LAUSR

Aging-related vascular calcification is closely associated with the development and progression of arterial diseases in elderly patients. Studies have shown that mitochondrial fusion/fission imbalance plays a crucial role in the formation of aging-related vascular calcification, and upregulation of silent information regulator 1 (SIRT1) blocks mitochondrial damage thereby protecting vascular smooth muscle cells (VSMCs). Our study aimed to explore whether SIRT1 can inhibit the vascular calcification and its potential molecular mechanism. VSMCs were used to establish the vascular aging model, and confirmed by β-galactosidase staining. The overexpressed SIRT1 and si-PGC-1α were transfected into VSMCs and verified by RT-qPCR or Western Blot.

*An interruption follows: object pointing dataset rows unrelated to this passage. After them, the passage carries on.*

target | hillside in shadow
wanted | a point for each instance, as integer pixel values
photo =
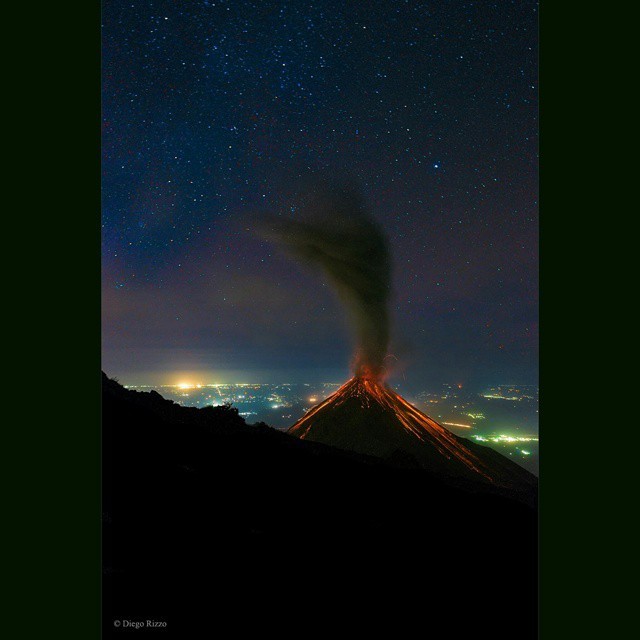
(216, 526)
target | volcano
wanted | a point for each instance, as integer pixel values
(366, 416)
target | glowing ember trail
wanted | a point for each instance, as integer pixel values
(367, 416)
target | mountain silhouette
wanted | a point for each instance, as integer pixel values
(366, 416)
(219, 527)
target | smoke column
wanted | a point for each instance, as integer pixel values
(335, 232)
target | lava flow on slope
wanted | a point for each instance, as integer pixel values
(366, 416)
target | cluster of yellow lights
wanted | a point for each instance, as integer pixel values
(505, 438)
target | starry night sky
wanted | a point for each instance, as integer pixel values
(214, 111)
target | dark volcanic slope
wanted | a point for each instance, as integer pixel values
(370, 418)
(216, 526)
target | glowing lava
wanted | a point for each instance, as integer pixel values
(366, 416)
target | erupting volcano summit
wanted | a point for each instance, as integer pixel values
(366, 416)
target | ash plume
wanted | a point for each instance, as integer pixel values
(334, 231)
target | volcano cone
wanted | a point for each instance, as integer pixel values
(366, 416)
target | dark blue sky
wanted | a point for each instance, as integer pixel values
(215, 111)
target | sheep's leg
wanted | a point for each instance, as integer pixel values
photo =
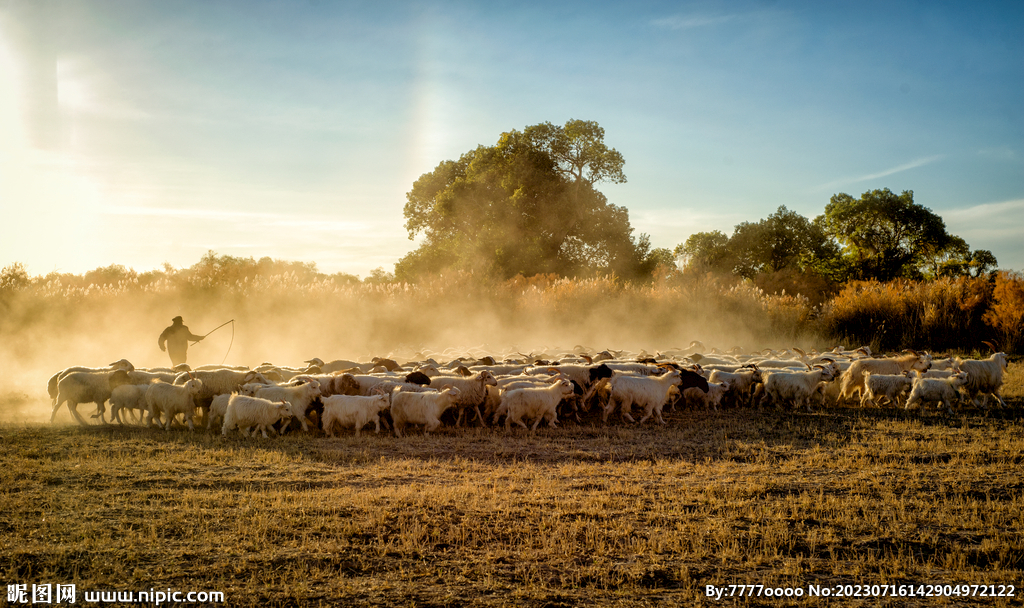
(53, 414)
(74, 411)
(610, 407)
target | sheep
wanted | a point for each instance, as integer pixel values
(218, 382)
(539, 403)
(985, 377)
(218, 407)
(51, 384)
(648, 392)
(585, 376)
(246, 411)
(421, 408)
(853, 378)
(84, 387)
(472, 391)
(884, 385)
(943, 390)
(797, 387)
(171, 400)
(300, 397)
(287, 374)
(741, 383)
(128, 396)
(332, 384)
(353, 410)
(711, 399)
(337, 365)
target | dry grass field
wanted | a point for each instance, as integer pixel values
(578, 516)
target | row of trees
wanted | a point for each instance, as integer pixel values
(529, 205)
(881, 235)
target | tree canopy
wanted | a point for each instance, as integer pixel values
(784, 240)
(881, 235)
(526, 205)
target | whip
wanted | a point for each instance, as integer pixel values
(229, 344)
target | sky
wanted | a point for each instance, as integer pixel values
(143, 132)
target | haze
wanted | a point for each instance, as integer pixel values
(142, 132)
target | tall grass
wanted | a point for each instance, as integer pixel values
(288, 313)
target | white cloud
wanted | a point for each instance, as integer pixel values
(690, 22)
(885, 173)
(995, 226)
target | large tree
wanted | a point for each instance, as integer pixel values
(526, 205)
(784, 240)
(885, 235)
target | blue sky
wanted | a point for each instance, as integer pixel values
(144, 132)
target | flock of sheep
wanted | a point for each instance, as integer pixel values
(519, 388)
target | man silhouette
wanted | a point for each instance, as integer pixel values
(177, 337)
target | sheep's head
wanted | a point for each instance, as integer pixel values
(123, 364)
(283, 409)
(692, 380)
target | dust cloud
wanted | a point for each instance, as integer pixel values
(285, 321)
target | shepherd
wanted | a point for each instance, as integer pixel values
(177, 337)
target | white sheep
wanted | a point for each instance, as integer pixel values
(170, 400)
(246, 411)
(711, 399)
(943, 390)
(353, 410)
(300, 397)
(795, 387)
(853, 378)
(538, 403)
(83, 387)
(890, 387)
(218, 407)
(740, 382)
(421, 408)
(51, 385)
(985, 377)
(128, 396)
(219, 382)
(472, 391)
(648, 392)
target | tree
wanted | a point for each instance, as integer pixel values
(705, 251)
(526, 205)
(885, 235)
(784, 240)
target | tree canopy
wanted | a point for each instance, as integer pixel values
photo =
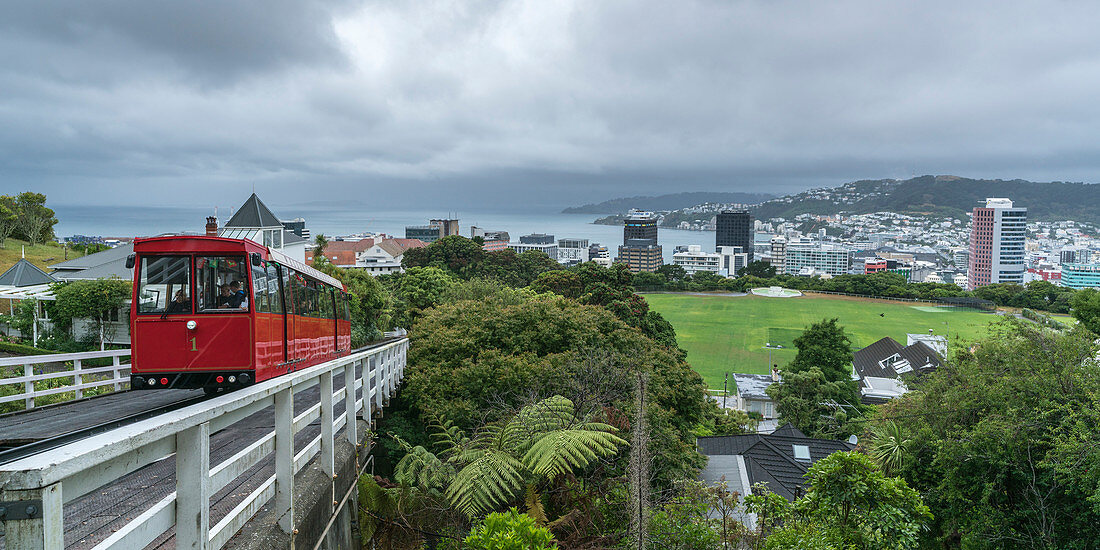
(1001, 439)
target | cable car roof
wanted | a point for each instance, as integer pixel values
(300, 267)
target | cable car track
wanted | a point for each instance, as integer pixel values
(41, 446)
(48, 443)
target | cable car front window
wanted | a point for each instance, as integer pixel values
(165, 285)
(222, 284)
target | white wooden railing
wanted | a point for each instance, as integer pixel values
(119, 372)
(50, 480)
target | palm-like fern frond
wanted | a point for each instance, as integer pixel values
(490, 481)
(450, 437)
(562, 451)
(421, 469)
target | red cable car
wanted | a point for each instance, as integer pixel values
(217, 312)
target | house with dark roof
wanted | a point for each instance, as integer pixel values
(106, 264)
(779, 460)
(385, 256)
(752, 394)
(255, 222)
(343, 253)
(881, 369)
(24, 274)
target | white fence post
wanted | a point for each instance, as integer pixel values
(187, 433)
(46, 530)
(117, 373)
(29, 385)
(328, 454)
(365, 375)
(193, 487)
(350, 403)
(77, 378)
(284, 459)
(380, 365)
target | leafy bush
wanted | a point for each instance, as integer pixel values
(509, 530)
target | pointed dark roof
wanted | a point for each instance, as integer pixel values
(868, 361)
(769, 458)
(24, 274)
(789, 430)
(253, 213)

Proteins relevant to vascular calcification were detected by ELISA, while the level of calcified nodules was stained by Alizarin Red S. The molecules relevant to mitochondrial fusion were detected by RT-qPCR and immunofluorescence. Mito Tracker staining was used to evaluate the mitochondrial membrane potential and morphology. The level of ROS and ATP in VSMCs and its supernatant were detected by reagent kits combined flow cytometry. The levels of β-galactosidase and calcification were higher in the senescent VSMCs compared to normal VSMCs, while mitochondrial membrane potential and fusion and the expression of the SIRT1/PGC-1α/Mfn2 pathway were reduced. Overexpression of SIRT1 promoted its downstream targets PGC-1α and Mfn2 expression and reversed these aging characteristics, inhibited VSMC apoptosis and ROS level while increasing the ATP secretion compared to senescence VSMCs. Knocking down PGC-1α inhibit the function of SIRT1 overexpression on senescence VSMCs. This study presents a novel mechanism to the mitochondria-mediated age-related vascular calcification, and provides the potential molecular targets for the prevention and treatment of arterial diseases in elderly patients.